Bernat se alejó con una sonrisa y recogió la vela, apagada y empapada, para ofrecérmela en son de paz.
—¿Hacer el qué?
—No sé qué eres ni qué quieres hacer. Entiendo que el viaje será largo y que, si mi hermana se va a poner bien, valdrá la pena, pero deja de creerte superior a mí y de jugar conmigo. No sabes nada, no tienes derecho a juzgarme.
Bernat rio, algo que detesté, pues aquella risa era suave y dulce, agradable, quizá la risa más hermosa que había escuchado en mi vida y poco tenía que ver con el dueño, un hijo de Satán que jugaba y se divertía conmigo.
—Nunca te he juzgado. —Regresó al carruaje y yo seguí sus pasos—. Confundes mi sana curiosidad por saber qué se oculta tras tu oscuro anhelo. Estás tan reprimido que ni yo puedo verlo.

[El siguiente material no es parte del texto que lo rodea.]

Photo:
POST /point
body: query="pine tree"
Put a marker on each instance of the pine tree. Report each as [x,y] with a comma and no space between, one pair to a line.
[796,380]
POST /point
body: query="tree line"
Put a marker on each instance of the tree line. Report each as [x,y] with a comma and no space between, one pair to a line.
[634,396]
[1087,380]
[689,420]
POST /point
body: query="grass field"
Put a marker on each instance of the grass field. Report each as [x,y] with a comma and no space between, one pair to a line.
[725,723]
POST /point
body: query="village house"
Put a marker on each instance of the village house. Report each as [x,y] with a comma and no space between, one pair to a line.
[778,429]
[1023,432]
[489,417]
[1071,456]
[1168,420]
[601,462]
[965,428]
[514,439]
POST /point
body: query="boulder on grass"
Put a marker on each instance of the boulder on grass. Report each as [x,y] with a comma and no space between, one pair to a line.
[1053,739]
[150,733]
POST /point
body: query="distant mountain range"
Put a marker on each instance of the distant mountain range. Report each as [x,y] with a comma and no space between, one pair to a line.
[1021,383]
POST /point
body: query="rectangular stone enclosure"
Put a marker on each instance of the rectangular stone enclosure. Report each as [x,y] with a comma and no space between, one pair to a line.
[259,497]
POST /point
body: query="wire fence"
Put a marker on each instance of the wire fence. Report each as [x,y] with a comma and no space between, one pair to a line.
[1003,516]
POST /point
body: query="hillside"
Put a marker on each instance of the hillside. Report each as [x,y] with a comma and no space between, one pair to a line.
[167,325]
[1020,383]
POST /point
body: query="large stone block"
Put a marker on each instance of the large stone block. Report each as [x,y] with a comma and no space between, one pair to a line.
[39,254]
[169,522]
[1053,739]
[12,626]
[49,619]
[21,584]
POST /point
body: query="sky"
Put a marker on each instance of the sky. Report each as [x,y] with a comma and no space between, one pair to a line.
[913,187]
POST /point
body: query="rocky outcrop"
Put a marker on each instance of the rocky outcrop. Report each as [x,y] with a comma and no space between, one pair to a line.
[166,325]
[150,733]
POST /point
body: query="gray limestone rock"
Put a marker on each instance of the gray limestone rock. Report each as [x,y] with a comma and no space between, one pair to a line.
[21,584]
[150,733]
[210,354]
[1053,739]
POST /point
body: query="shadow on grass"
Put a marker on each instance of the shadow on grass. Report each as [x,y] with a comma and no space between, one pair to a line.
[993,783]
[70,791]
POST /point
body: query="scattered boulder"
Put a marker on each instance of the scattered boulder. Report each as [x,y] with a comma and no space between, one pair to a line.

Intuí a qué se refería, y me dolió. Había descubierto la oscuridad que habitaba en mí, aquella a la que intentaba acallar con todas mis fuerzas y que me convertía en la peor persona del mundo.
—¡No estoy reprimido! —Me detuve en seco y cerré los puños, gesto que me dolió, aunque diera igual.
A lo lejos, unas luces malvas indicaban que el amanecer se acercaba. Bernat las contempló pensativo. Luego, volvió a aproximarse, me dio la mano y tiró de mí, pero me negué a seguir.
—Claro que lo estás, todo el mundo reprime sus sueños y deseos más oscuros. Los jornaleros, en ocasiones, desean matar a sus jefes; las madres, huir de sus hijos lloricas; los curas desean... Bueno, ellos no se reprimen tanto como dicen.
—¿Tú en qué te reprimes?
—¿Ahora mismo? En darte un golpe en la cabeza y llevarte a rastras. Tenemos que irnos ya.
Empecé a andar, pero, contrario a lo que creía, no nos detuvimos en el carruaje. Allí ya no había nadie. Ni siquiera las yeguas. Ahora, la amenaza del ocaso permitía vislumbrar el portón de una gran masía señorial, envuelta en vegetación y soledad. Un lobo salió a recibirnos, aulló y corrió hacia el interior del recinto.
—Vamos —me apuró Bernat—. Es hora de saludar a mi madre.
Nota de autora:
Me apetecía muchísimo introducir los lobos y creo que ahondaré un poco en este tema en algún momento. En los siglos XVIII y XIX hubo una gran caza y matanza de este bello animal hasta que, a principios del siglo XX, se declaró su extinción en Cataluña. En el 2004 volvieron a avistarse al norte de los Pirineos, seguramente, venidos de Francia.